Hint: you can get the solution started by observing that there are five cards but four suits, and thus two cards of the same suit. Since you (the assistant) can choose which card is the fifth card, you can choose one of these two as the fifth card and use the other card to communicate the suit.
Below are hints (assuming I’m right) and notes of interest but no solutions:
I’ve heard the hats problem before, but only just now realized that the best solution (so far as I know) only increases the expected survival rate from 7.5 (in the naive example given) to 9.5. Of course, if the number of prisoners is increased the results of the optimal strategy look much more dramatic.
The card trick is nifty because the numbers all just barely work out with no room to spare. The fact that the ace is counted low in some card games and high in others suggests that one might think of the cards in a circular fashion, a la modular arithmetic.
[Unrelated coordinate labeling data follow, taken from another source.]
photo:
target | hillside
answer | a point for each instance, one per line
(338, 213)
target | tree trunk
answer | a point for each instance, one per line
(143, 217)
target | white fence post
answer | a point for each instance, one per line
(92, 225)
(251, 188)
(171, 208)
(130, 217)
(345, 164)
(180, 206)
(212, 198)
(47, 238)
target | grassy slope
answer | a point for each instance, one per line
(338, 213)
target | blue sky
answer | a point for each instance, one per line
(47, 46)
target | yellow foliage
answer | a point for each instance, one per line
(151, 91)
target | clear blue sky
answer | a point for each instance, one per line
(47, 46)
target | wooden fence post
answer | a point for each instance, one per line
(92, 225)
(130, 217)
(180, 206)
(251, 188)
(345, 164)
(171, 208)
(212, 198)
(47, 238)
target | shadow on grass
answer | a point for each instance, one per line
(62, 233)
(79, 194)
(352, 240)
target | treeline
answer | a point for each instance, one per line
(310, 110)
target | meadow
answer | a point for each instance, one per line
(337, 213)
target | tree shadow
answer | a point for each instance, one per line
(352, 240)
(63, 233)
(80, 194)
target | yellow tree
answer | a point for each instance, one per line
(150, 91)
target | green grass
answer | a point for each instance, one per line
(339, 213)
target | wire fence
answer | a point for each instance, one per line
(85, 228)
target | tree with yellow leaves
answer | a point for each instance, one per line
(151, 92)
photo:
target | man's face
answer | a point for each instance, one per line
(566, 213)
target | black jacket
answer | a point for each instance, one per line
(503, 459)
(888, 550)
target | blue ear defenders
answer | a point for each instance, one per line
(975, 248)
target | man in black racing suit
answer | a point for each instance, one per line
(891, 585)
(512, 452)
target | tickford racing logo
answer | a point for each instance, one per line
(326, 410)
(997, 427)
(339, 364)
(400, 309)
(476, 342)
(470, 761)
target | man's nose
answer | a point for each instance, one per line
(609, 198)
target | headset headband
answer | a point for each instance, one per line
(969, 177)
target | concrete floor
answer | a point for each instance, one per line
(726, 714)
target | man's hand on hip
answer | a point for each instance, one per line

And the dice one? Beats me. Though I will note it’s interesting that trying to maximize the number of correct answers can produce very different results from trying maximize the chances that everyone’s right simultaneously. For instance, if everyone writes down the number they see the most of around the circle, there will be more right answers than there would by random chance, but groups is guaranteed to fail at getting 100% unless they all rolled the same number.
The solution to the dice game is nifty, but I think that the key to making it really astounding is all in the delivery; I’d think you’d want to really impress how small of a number 1/6^100 is and how hopeless the situation seems (and probably not mention how it can be done with probability 1/6 with two people, haha.)